Oleh karena itu, kedua belah pihak harus melakukan dialog yang serius dan adil untuk mengkaji kekhawatiran masing-masing yang sah dan sah serta mencapai solusi yang seimbang. Ayatollah Khamenei, pemimpin Iran, adalah pengambil keputusan utama mengenai hubungan Iran-AS. Pada tanggal 8 Januari 2024, ia menyatakan bahwa Amerika Serikat pada dasarnya adalah musuh bangsa Iran dan Republik Islam dan ingin menghancurkan Iran.

Berdasarkan pengetahuan saya selama beberapa dekade mengenai pandangan-pandangannya, saya percaya bahwa inti dari kekhawatiran para pemimpin Iran mengenai hubungan dengan Amerika Serikat dapat diringkas dalam tiga poin utama: Pertama: ancaman terhadap kemerdekaan Iran melalui campur tangan Amerika dalam urusan dalam negeri Iran; Kedua: kebijakan Amerika mengenai “perubahan rezim” di Iran; Ketiga: kurangnya rasa hormat dan pengakuan Amerika terhadap kepentingan nasional Iran.

Di sisi lain, selama 15 tahun penelitian saya di Universitas Princeton mengenai hubungan antara Iran dan Amerika Serikat, saya percaya bahwa menantang dan mengancam kepentingan Amerika Serikat di kawasan adalah kekhawatiran Amerika Serikat yang paling penting mengenai kepentingan Iran. kebijakan setelah revolusi 1979. Jika ingin mencapai kesepakatan yang adil dan seimbang, maka: Pertama, kedua ibu kota harus mengakui kepentingan regional masing-masing dan berkomitmen untuk tidak mengancam kepentingan masing-masing. Hal ini memerlukan peninjauan kembali terhadap keamanan regional dan strategi diplomatik mereka, terutama yang berkaitan dengan sekutu utama mereka.

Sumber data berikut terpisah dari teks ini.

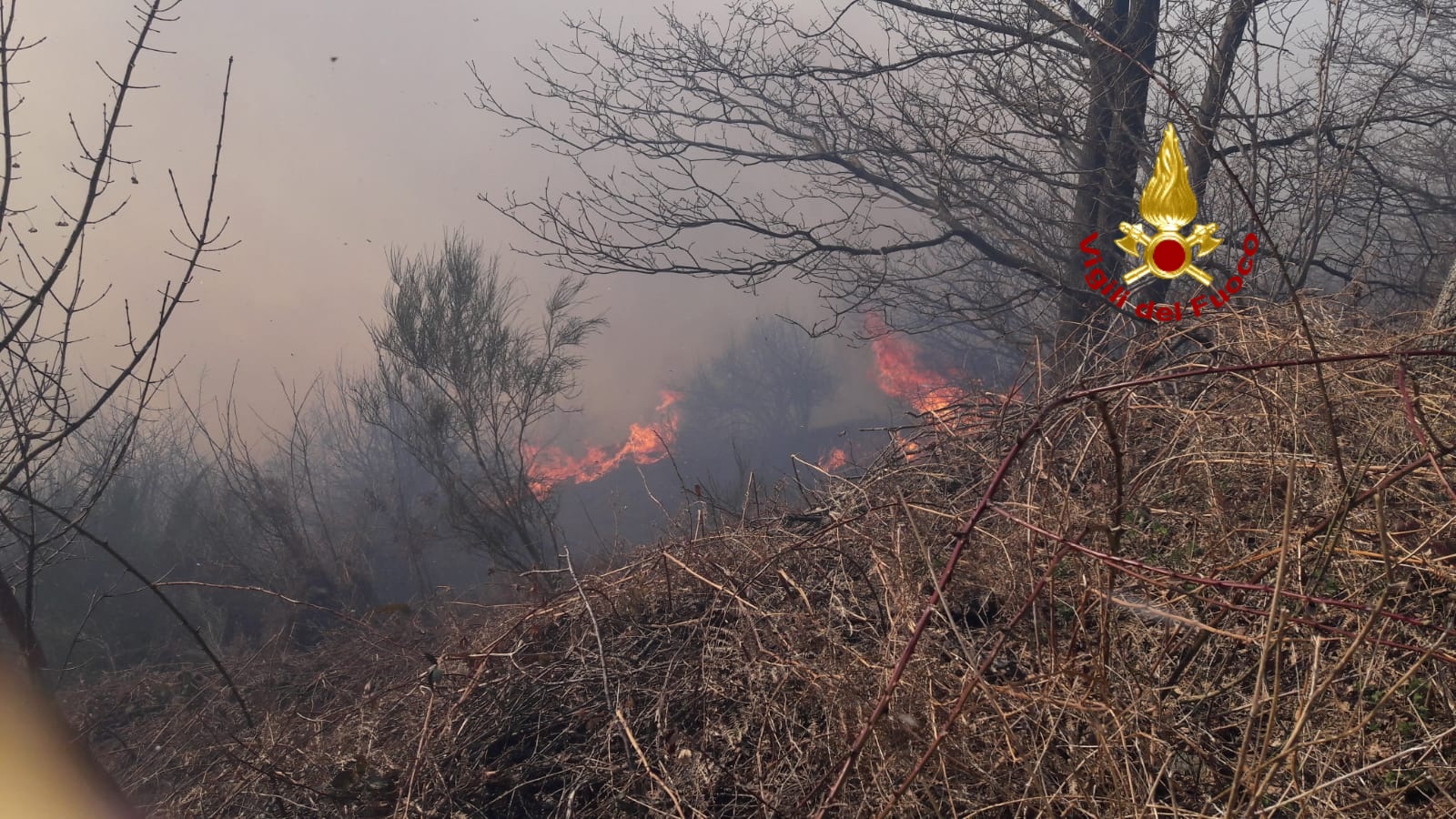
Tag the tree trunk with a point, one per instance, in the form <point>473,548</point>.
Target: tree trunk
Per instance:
<point>1443,315</point>
<point>1114,136</point>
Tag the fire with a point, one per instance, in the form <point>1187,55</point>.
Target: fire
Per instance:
<point>834,460</point>
<point>900,375</point>
<point>645,445</point>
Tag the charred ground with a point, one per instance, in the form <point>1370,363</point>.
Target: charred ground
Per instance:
<point>1176,583</point>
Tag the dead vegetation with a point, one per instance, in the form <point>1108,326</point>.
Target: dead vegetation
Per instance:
<point>1215,584</point>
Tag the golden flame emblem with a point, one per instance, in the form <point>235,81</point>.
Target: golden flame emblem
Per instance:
<point>1169,206</point>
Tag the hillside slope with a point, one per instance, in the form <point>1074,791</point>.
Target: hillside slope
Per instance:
<point>1184,592</point>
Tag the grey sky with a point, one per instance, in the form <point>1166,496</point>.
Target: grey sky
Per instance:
<point>327,164</point>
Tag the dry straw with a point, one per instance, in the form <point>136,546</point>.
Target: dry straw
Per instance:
<point>1203,583</point>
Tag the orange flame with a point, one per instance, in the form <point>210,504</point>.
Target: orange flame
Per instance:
<point>645,445</point>
<point>900,373</point>
<point>834,460</point>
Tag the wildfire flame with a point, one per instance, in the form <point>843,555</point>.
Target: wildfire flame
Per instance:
<point>900,375</point>
<point>644,445</point>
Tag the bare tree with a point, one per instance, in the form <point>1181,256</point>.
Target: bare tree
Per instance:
<point>462,382</point>
<point>50,302</point>
<point>943,159</point>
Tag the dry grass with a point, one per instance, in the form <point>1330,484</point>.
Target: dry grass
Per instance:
<point>1220,593</point>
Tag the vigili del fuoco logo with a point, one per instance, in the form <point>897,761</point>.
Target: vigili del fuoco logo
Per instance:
<point>1168,205</point>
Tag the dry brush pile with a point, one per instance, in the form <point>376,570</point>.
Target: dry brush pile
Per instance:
<point>1184,583</point>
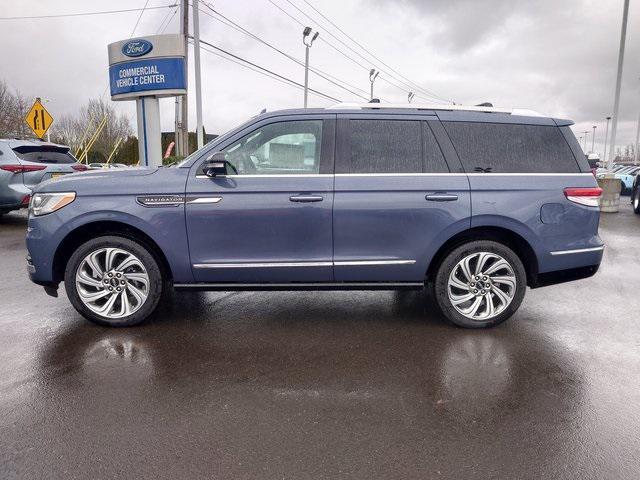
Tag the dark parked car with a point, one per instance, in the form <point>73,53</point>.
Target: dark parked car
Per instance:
<point>26,163</point>
<point>473,203</point>
<point>635,195</point>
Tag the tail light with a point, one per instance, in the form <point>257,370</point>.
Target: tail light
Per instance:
<point>588,196</point>
<point>22,168</point>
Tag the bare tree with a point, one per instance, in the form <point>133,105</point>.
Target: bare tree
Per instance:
<point>77,130</point>
<point>13,109</point>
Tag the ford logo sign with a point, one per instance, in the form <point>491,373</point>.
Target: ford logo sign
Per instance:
<point>136,48</point>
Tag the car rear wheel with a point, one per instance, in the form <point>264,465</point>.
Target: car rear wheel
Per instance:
<point>635,201</point>
<point>480,284</point>
<point>113,281</point>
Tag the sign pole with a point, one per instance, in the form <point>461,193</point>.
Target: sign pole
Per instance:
<point>196,61</point>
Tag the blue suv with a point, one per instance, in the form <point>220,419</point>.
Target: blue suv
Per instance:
<point>472,203</point>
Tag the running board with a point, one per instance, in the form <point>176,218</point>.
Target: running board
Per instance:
<point>227,287</point>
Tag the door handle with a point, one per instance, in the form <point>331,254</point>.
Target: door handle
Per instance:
<point>306,198</point>
<point>441,197</point>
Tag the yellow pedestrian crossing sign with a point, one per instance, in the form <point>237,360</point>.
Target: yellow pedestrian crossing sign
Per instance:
<point>38,119</point>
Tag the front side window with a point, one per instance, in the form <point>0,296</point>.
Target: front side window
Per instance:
<point>278,148</point>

Kedua: Selain itu, perjanjian baru ini memerlukan model dan struktur yang andal dan stabil untuk stabilitas dan perdamaian regional. Iran, Irak, Arab Saudi dan negara-negara anggota Dewan Kerja Sama Teluk Persia lainnya dapat mencapai pengaturan tersebut melalui struktur keamanan baru dan kerja sama kolektif, serupa dengan Organisasi Keamanan dan Kerja Sama di Eropa. Sistem keamanan dan kerja sama baru di Teluk Persia dapat: membantu membangun hubungan yang seimbang dan normal antara blok Timur dan Barat dengan kawasan; memberikan dasar bagi pengaturan pengendalian senjata di kawasan, termasuk pembentukan zona bebas senjata nuklir; dan memfasilitasi kemungkinan pengurangan kekuatan dan pengeluaran militer AS di wilayah tersebut.

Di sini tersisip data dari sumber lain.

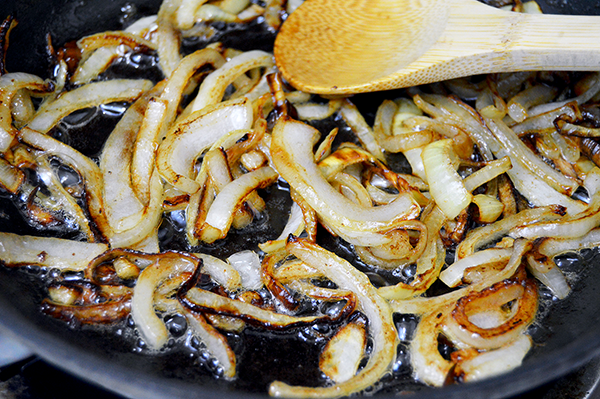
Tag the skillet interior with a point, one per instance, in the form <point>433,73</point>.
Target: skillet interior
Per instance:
<point>567,337</point>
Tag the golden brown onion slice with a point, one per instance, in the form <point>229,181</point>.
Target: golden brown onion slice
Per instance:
<point>375,308</point>
<point>20,250</point>
<point>90,95</point>
<point>292,153</point>
<point>179,151</point>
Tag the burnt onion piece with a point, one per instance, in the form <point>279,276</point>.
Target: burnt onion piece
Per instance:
<point>223,126</point>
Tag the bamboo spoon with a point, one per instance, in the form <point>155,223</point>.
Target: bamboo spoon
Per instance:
<point>352,46</point>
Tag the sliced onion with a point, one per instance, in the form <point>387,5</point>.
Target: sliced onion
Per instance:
<point>535,95</point>
<point>146,144</point>
<point>341,356</point>
<point>445,184</point>
<point>112,38</point>
<point>361,129</point>
<point>220,215</point>
<point>489,208</point>
<point>222,272</point>
<point>216,343</point>
<point>480,236</point>
<point>292,154</point>
<point>425,305</point>
<point>11,178</point>
<point>87,169</point>
<point>247,264</point>
<point>151,327</point>
<point>10,85</point>
<point>90,95</point>
<point>197,299</point>
<point>452,275</point>
<point>555,246</point>
<point>214,86</point>
<point>149,222</point>
<point>167,38</point>
<point>376,309</point>
<point>489,364</point>
<point>123,208</point>
<point>428,364</point>
<point>461,328</point>
<point>21,250</point>
<point>177,154</point>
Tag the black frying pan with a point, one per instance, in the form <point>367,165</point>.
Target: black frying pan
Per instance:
<point>566,339</point>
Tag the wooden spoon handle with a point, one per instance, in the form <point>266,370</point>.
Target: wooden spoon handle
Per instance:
<point>480,39</point>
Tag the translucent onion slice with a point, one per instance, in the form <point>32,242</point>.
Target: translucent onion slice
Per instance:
<point>185,142</point>
<point>89,68</point>
<point>113,38</point>
<point>149,222</point>
<point>454,112</point>
<point>425,305</point>
<point>21,250</point>
<point>452,275</point>
<point>151,327</point>
<point>87,169</point>
<point>213,87</point>
<point>11,178</point>
<point>341,356</point>
<point>445,184</point>
<point>555,246</point>
<point>10,85</point>
<point>247,264</point>
<point>222,272</point>
<point>489,208</point>
<point>380,322</point>
<point>200,300</point>
<point>518,152</point>
<point>481,236</point>
<point>221,213</point>
<point>428,364</point>
<point>593,89</point>
<point>291,149</point>
<point>499,294</point>
<point>90,95</point>
<point>146,144</point>
<point>123,208</point>
<point>491,363</point>
<point>538,94</point>
<point>361,129</point>
<point>215,343</point>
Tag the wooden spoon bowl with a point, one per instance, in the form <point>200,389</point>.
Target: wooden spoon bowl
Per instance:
<point>352,46</point>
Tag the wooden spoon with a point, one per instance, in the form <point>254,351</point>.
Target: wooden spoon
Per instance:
<point>351,46</point>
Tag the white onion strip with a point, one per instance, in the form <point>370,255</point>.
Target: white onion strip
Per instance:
<point>90,95</point>
<point>10,85</point>
<point>381,325</point>
<point>291,149</point>
<point>88,170</point>
<point>21,250</point>
<point>213,87</point>
<point>151,327</point>
<point>185,142</point>
<point>221,213</point>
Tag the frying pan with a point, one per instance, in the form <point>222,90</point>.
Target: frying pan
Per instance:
<point>566,338</point>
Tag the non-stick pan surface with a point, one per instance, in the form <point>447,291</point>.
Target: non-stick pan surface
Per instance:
<point>566,338</point>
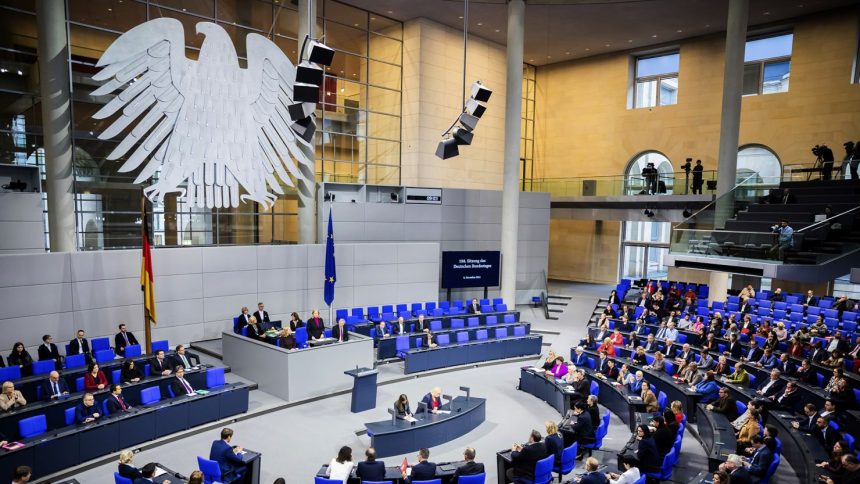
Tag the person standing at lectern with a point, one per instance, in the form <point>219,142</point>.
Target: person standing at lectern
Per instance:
<point>433,400</point>
<point>339,332</point>
<point>315,325</point>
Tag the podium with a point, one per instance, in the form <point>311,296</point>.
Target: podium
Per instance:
<point>363,389</point>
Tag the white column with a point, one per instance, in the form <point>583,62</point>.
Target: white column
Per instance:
<point>56,123</point>
<point>306,187</point>
<point>730,121</point>
<point>513,115</point>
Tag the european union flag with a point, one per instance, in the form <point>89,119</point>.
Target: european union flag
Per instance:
<point>330,273</point>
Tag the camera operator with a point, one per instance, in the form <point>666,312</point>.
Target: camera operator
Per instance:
<point>785,238</point>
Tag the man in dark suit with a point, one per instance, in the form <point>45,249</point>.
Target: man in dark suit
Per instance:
<point>80,346</point>
<point>315,326</point>
<point>158,365</point>
<point>474,307</point>
<point>339,332</point>
<point>470,468</point>
<point>370,469</point>
<point>48,351</point>
<point>54,387</point>
<point>424,470</point>
<point>524,458</point>
<point>262,316</point>
<point>115,402</point>
<point>227,456</point>
<point>122,339</point>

Ketiga: Perjanjian ini juga dapat mencakup penghentian konflik militer antara Iran dan Israel dan mencapai solusi yang adil dan berkelanjutan terhadap konflik Palestina dan Israel didasarkan pada implementasi banyak resolusi PBB. Perjanjian tersebut juga dapat mencakup kerja sama ekonomi yang signifikan antara Amerika Serikat dan Iran, yang berpotensi melibatkan proyek-proyek bernilai ratusan miliar dolar yang mencakup sektor-sektor seperti petrokimia, penerbangan, dan energi ramah lingkungan. Kolaborasi ini menciptakan manfaat ekonomi yang besar bagi kedua negara dan menjadikan pengaturan dan perjanjian baru lebih berkelanjutan. Setelah berada di Gedung Putih, Presiden Trump dapat menyetujui melalui percakapan telepon dengan mitranya dari Iran, Presiden Kedokteran, bahwa perwakilan khusus kedua negara akan memulai kecepatan negosiasi langsung untuk perjanjian yang adil, berkelanjutan, dan bersejarah.

Sumber

Alexander Rossi
Alexander Rossi is the Creator and Editor for Gadget & Teknologi with a degree in Information Technology from the University of California, Berkeley. With over 11 years of experience in technology journalism, Alexander has covered cutting-edge innovations, product reviews, and digital trends globally. He has contributed to top tech outlets, providing expert analysis on gadgets and tech developments. Currently at Agen BRILink dan BRI, Alexander leads content creation and editorial strategy, delivering comprehensive and engaging technology insights.